The word just is nothing us. We’ve talked about this before. I love this word because I love the reaction I get when doing presentations.
Just don’t do that anymore . . .
. . . Just don’t worry
Just calm down . . .
. . . Or
Just stop . . .
But the word just means guided by truth (At least this is what the dictionary says.)
It means done according to principle.
But to some of us the word just implies simplicity to a difficult concept.
Just don’t panic . . .
. . . Just don’t be sick anymore
The word just has its place for sure; however, when it comes to struggles of the heart; when it comes to heartache; when it comes to tragic loss, and when someone comes along and says, “You just have to let it go,” the word just is not just an impossibility —it’s an painful insult.
I have seen people tell others the word just to those who live with mental illness such as obsessive compulsive disorder. I have heard people say, “Just don’t do that anymore,” and I shake my head.
Tell you what, next time you feel sick, say like, the next time you have a stomach virus, think of me. Next time you feel so terribly ill, consider this: Just don’t throw up. Just don’t have diarrhea. Or how about, just don’t have cancer? Just don’t die.
Would the word just work there?
No it wouldn’t.
Therefore it wouldn’t work with others and their sickness. In fact, using the word just to someone living with or going through something only shows a lack of education and understanding.
Next, I looked up the word should this morning.
As in you should do this . . .
. . . Or you should do that
Should means must or ought. The word should imply direction but to the listener, the word should can often imply an impossible judgement.
You shouldn’t do that any more . . .
. . . You shouldn’t suffer
You shouldn’t feel pain . . .
. . . But we do feel pain . . .
We do suffer —but we shouldn’t.
There are simple words that I give myself challenges with. I challenge me not to use them conversation.

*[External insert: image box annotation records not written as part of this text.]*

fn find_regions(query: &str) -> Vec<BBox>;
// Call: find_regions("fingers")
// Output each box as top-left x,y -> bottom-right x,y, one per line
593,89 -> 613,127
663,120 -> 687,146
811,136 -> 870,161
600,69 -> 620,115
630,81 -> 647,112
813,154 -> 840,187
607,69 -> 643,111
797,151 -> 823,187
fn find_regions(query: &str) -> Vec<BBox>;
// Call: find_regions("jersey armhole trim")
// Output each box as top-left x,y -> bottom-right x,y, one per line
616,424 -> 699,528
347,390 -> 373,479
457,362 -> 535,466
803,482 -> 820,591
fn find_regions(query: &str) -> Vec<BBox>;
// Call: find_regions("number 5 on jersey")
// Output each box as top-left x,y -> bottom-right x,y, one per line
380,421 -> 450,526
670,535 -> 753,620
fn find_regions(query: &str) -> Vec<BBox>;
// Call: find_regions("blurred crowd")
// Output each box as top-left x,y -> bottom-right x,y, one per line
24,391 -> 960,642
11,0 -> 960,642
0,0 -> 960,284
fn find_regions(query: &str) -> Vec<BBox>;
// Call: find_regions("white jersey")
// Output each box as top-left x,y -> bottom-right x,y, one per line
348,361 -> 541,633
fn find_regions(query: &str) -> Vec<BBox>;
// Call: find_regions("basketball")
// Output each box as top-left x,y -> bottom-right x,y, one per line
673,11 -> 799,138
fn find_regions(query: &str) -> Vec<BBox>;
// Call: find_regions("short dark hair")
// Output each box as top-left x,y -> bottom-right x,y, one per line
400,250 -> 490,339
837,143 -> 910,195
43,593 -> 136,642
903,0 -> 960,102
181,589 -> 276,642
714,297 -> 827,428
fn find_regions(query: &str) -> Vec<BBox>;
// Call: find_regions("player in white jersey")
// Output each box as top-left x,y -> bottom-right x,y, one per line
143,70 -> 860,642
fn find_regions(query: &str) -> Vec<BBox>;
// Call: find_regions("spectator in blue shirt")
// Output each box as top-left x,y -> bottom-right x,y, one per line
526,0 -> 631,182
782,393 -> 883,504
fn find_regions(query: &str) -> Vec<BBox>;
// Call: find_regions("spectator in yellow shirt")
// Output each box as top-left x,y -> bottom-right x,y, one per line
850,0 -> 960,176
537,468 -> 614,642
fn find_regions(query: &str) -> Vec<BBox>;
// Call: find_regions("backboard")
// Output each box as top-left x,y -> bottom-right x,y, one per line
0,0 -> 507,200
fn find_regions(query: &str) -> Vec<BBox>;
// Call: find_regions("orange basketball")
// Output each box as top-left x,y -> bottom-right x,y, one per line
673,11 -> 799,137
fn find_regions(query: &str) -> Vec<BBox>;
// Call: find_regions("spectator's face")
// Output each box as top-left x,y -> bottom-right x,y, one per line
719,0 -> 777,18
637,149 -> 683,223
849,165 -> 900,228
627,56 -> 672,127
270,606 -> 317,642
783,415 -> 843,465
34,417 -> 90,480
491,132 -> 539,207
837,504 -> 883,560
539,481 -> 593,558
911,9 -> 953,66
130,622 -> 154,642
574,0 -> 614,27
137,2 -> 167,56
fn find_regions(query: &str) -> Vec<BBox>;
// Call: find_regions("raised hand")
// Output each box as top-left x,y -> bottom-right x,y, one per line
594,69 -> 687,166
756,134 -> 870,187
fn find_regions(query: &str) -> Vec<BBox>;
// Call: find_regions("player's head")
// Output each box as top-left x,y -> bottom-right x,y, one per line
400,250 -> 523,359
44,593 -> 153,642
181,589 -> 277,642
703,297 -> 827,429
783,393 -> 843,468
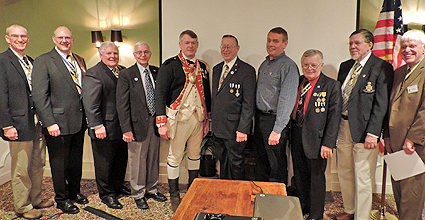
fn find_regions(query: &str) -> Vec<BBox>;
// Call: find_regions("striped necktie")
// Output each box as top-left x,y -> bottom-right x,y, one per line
143,69 -> 155,115
295,81 -> 311,127
342,62 -> 363,112
218,64 -> 229,89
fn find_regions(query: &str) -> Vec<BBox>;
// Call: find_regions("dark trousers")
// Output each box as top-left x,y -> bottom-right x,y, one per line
43,127 -> 85,203
91,138 -> 128,199
214,135 -> 246,180
291,123 -> 327,219
254,112 -> 288,184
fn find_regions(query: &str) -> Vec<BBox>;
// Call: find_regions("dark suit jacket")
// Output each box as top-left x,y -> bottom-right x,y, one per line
117,64 -> 159,142
384,60 -> 425,161
211,58 -> 256,140
81,61 -> 122,140
32,48 -> 86,135
338,54 -> 394,143
0,48 -> 35,141
155,56 -> 211,116
292,73 -> 342,159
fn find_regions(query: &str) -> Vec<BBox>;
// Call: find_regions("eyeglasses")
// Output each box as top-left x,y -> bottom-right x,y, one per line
9,34 -> 29,40
55,36 -> 72,41
302,63 -> 322,70
348,41 -> 368,47
133,50 -> 151,56
220,45 -> 237,50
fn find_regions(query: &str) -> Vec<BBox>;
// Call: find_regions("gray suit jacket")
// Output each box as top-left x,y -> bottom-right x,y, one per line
117,64 -> 159,142
32,48 -> 86,135
0,48 -> 35,141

And it should just be that simple.
In the worst times, people want to be heard. We want to be understood without judgement.
Sometimes, although we may not mean to, there are words we use that imply judgement.
No one seeking help wants to feel judged.
Take our kids for example.
Our kids are growing now and facing new challenges and new struggles. But yet, we want to know. We want to protect them. We want to guide our kids through the world without so much as a scratch.
In order for our children to have an open dialogue with us, we need to have an open and honest dialogue with them too. Naturally, of course, as a dad, I admit this is not always easy.
Whenever I was asked about my behavior in school, I told my daughter that I was always well behaved. I sat up front. I always did my homework. I never spoke out and I was never sent to the office nor had anything put on my permanent record.
And okay, so I lied . . .
None of that was true
But when it came to school, this is where I struggled most. Therefore, I had fears that my child would struggle most also.
I had learning disabilities. I struggled to understand and process information. I read poorly. I was behaviorally and educationally challenged.To put it mildly, I was stressed out. My anxiety was always a threat. I was intimidated by everyone and I never knew how to express myself because I never had the understanding or the language to tell someone how I was feeling..
As a parent though, in full disclosure, I admit that I overlooked the way I felt. I used words like, “Just,” and “should.”
I thought of the way I behaved and I did not want this for my child. I tried to direct her to avoid life instead of nurture and guide her through it.
But what if I opened an honest dialogue and openly validated simple thoughts and fears? What if I spoke about my feelings and thoughts instead of focusing on the actions and somehow glorifying or justifying my behavior?
Instead of saying “Just do this,” or you “Should” do that, what if I armed my daughter with the understanding of her abilities and that help is not this huge, extraordinary thing. This is not to say I will treat her like an adult or as an equal. Instead, I will parent and help her to navigate and achieve her own path.
We want to teach lessons about the difference between right and wrong. The problem is we often skip the impactful parts of the lesson and say things like, “Just do it this way,” or you “Shouldn’t do it that way anymore,” without quantifying the reason behind it and explain why people behave in the first place.
I have been part of different initiatives in my life. I have offered my time as a specialist and spent time in hospitals at bedside with clients that overdosed on drugs. I have listened to kids going through suicidal thoughts.
After one of my presentations, rather than use word like just or should and through methods of motivational interviewing, I found people responded differently when they learn, understand, and come to their own realizations. This is where empowerment begins.
There are times to lean in and times to draw back. To help someone, we best remove judgmental words from conversation.
Although there times when words slip through, trust me, remove judgement, listen and be supportive, show empathy (not sympathy) and even if your attempts are rejected, at least a person in need of help will know where to turn if they choose to.